St. Paul was only eight years old at the time. For the next ten years, the boy and his mother lived with her brother, a prosperous banker in Paris by the name of Goncourt. But when his sister died and left him to find a career for her then eighteen-year-old son, the banker had the effrontery to suggest that the young gentleman might be useful in his business. More than that, he utterly refused to give him any money unless he earned it.
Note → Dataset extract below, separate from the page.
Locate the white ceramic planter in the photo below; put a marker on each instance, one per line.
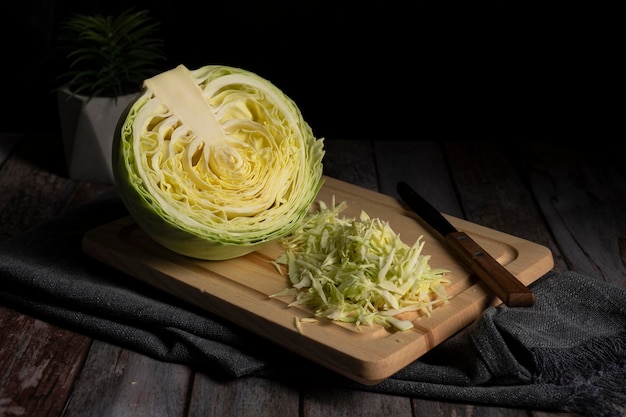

“Damn it, Jacques! Where the devil are you?” St. Paul sat up slowly and swung his legs over the side of the bed. He reached for the almost-empty beaker of wine, which he tipped up and drained into his mouth, licking out the insides with his tongue. St. Paul felt deep within him that he was made for something greater than this meager existence, and that the way to get what he wanted was not by sitting at a desk in a bank. He was convinced that he could secure a profitable position at court, that he would prove himself to be not only useful but indispensable. There were not many at Versailles who were smarter than he was. Even the widow Scarron, he thought, was not fully aware of his abilities. Soon, however, she would be in no doubt, despite her reticence. If everything went well, that little girl’s voice would open doors for him as if by magic, and Madame de Maintenon would see to it that the king rewarded him handsomely.